Arithmetic group
In mathematics, arithmetic groups play an important role in number theory, differential geometry, topology, algebraic geometry and the theory of Lie groups. It is arithmetically defined lattice in Lie groups; classic examples are the modular group and generally the groups for. Arithmetizität is always defined in terms of a surrounding Lie group. By a theorem of Margulis all irreducible lattices are in semi- simple Lie groups of rank without compact factor always arithmetic subgroups.
- 4.1 gap end Tori
- 4.2 Q- rank
- 4.3 Examples
- 4.4 Geometric Interpretation
Definition
Let be a non-compact semisimple Lie group, a subgroup. is called arithmetic if it
- Over a defined continuous linear algebraic group and
- An isomorphism ( for suitable compact normal subgroup )
Are to be so commensurable.
Note: An over -defined linear algebraic group is - by definition - an area defined by polynomials with rational coefficients subgroup.

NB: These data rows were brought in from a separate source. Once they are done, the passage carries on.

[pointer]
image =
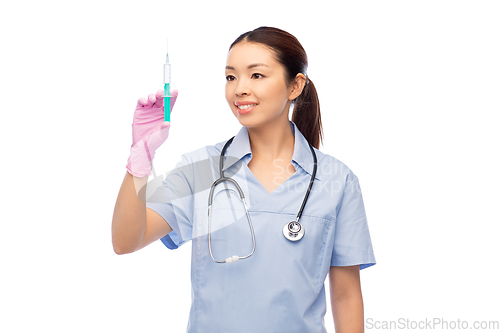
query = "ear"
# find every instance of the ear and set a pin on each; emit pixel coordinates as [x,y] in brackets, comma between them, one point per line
[297,86]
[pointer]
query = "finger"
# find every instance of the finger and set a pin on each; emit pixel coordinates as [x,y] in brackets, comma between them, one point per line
[174,95]
[142,102]
[151,99]
[158,136]
[159,98]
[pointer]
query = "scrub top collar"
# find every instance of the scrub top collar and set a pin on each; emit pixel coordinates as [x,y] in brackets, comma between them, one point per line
[240,147]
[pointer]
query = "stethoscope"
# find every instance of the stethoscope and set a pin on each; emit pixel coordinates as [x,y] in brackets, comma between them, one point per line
[292,231]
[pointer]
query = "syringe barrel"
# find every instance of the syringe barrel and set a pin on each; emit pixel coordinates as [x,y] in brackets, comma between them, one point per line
[166,73]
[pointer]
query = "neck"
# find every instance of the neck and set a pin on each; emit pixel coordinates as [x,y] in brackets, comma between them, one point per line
[272,141]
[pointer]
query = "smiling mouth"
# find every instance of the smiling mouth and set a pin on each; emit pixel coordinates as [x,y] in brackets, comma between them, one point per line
[244,107]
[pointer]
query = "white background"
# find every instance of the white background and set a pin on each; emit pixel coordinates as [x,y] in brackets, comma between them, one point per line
[409,94]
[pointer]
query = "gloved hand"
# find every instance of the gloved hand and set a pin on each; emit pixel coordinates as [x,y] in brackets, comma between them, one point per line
[149,131]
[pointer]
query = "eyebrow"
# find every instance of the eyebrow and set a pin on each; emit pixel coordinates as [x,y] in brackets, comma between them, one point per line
[249,67]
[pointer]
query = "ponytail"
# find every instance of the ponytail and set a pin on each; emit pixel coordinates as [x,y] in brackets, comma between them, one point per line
[306,115]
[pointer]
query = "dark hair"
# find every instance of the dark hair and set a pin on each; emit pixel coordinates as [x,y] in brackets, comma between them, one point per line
[290,53]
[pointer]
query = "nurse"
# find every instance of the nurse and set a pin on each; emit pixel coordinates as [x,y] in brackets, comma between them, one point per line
[280,286]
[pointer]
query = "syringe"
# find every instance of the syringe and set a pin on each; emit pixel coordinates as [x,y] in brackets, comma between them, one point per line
[166,81]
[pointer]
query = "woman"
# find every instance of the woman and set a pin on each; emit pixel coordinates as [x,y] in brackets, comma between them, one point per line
[273,277]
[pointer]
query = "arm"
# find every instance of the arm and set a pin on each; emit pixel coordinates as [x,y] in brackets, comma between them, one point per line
[346,298]
[133,225]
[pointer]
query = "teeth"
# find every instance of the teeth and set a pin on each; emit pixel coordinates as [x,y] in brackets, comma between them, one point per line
[243,107]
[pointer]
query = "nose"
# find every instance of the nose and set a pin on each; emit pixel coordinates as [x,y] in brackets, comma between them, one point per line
[242,88]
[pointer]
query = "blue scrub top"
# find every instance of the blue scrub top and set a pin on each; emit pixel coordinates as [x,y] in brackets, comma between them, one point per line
[280,288]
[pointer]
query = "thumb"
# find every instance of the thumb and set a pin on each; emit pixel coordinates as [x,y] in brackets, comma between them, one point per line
[162,133]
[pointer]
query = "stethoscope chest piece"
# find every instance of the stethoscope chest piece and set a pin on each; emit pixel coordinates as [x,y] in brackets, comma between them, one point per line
[293,231]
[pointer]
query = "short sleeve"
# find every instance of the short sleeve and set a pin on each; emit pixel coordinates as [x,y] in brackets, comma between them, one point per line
[352,243]
[174,201]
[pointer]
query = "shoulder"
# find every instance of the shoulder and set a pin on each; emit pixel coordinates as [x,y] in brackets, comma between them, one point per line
[331,169]
[202,153]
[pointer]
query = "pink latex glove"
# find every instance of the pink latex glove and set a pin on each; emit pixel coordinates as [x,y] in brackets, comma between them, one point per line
[149,131]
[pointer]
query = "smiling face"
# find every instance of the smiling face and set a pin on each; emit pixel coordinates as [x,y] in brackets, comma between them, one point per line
[256,90]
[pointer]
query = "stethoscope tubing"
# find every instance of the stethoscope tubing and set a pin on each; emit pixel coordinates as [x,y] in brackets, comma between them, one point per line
[242,199]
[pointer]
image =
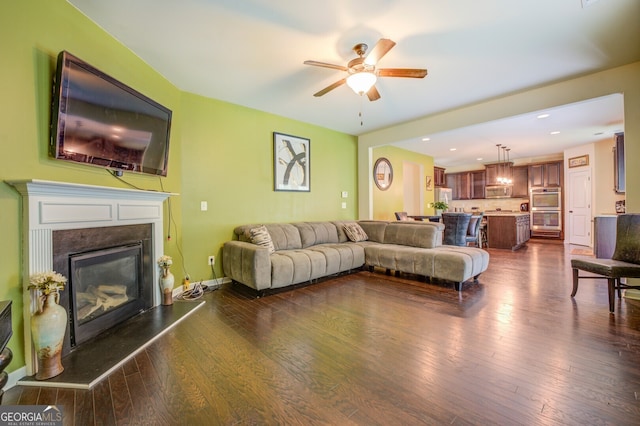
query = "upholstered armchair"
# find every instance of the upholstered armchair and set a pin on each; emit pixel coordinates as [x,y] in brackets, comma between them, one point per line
[625,262]
[456,226]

If a is defined linear algebraic group, then a grid is. Consequently, any arithmetic group is a lattice in the connected component of the ambient Lie group.
Examples
- By definition, it is clear that as well as to commensurate groups are arithmetically.
- Denote the set of Gaussian integers. is an arithmetic subgroup of, because it is the canonical embedding.

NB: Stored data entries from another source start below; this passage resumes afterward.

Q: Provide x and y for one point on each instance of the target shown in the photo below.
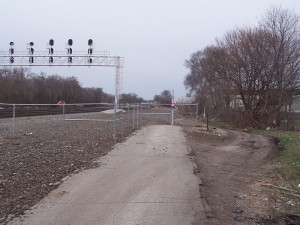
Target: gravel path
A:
(46, 149)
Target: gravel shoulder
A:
(234, 168)
(46, 149)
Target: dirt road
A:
(233, 167)
(148, 179)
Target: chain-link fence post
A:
(14, 116)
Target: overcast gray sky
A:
(154, 36)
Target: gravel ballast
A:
(46, 149)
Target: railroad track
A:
(42, 111)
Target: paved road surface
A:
(148, 179)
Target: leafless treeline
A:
(251, 74)
(19, 85)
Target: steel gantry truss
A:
(67, 58)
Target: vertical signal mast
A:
(64, 58)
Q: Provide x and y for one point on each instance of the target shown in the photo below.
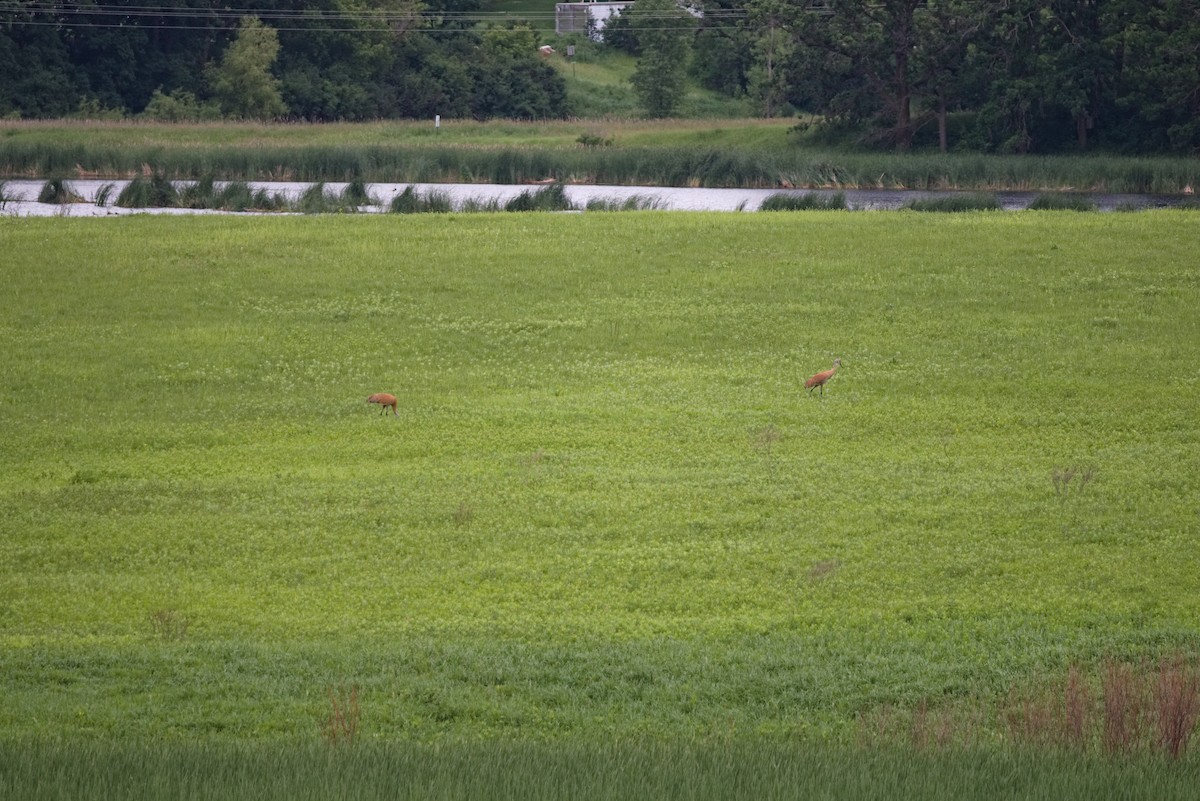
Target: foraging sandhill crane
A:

- Be where the diagonal matrix and is referred. Then, an arithmetic subgroup of, for defined by polynomials with rational coefficients.
- In the following we want to define a class of less obvious examples apply, namely the Hilbert module groups.
Be
A real quadratic number field - for a square-free integer with - and his whole ring. There are two defined by embeddings and accordingly two embeddings.
We consider the semi- simple Lie group
And want to show that an arithmetic group.
We first consider the algebraic variety
And by
Then is.
We notice that there is a bijective with ( additive and multiplicative ) homomorphism
So for all out there, namely.
Now we consider the linear algebraic group
( Here are 2x2 blocks in a 4x4 matrix. )
We define a group homomorphism
Is actually from after: obviously are the blocks of image matrices in, also is with.
From the bijectivity of follows that also bijective and hence is an isomorphism.
Because demonstrates that the Arithmetizität of.
Arithmetic subgroups of SL (n, R)
All arithmetic subgroups of division algebras means you can construct by means of unitary groups or a combination of these two methods.
Division algebras
Let be a field extension of with and be the totality of the ring. Be with and for the non-trivial element and all.
We consider the division algebra and.
Then an arithmetic subgroup of.
Unitary groups
Be with and is the non-trivial element of the Galois group. Let be a Hermitian matrix.
We consider.
Then an arithmetic subgroup of.
Combination
Be with and is the non-trivial element. Be a division algebra over can be so continued at a Antiautomorphismus of. Let be a Hermitian matrix, that is,.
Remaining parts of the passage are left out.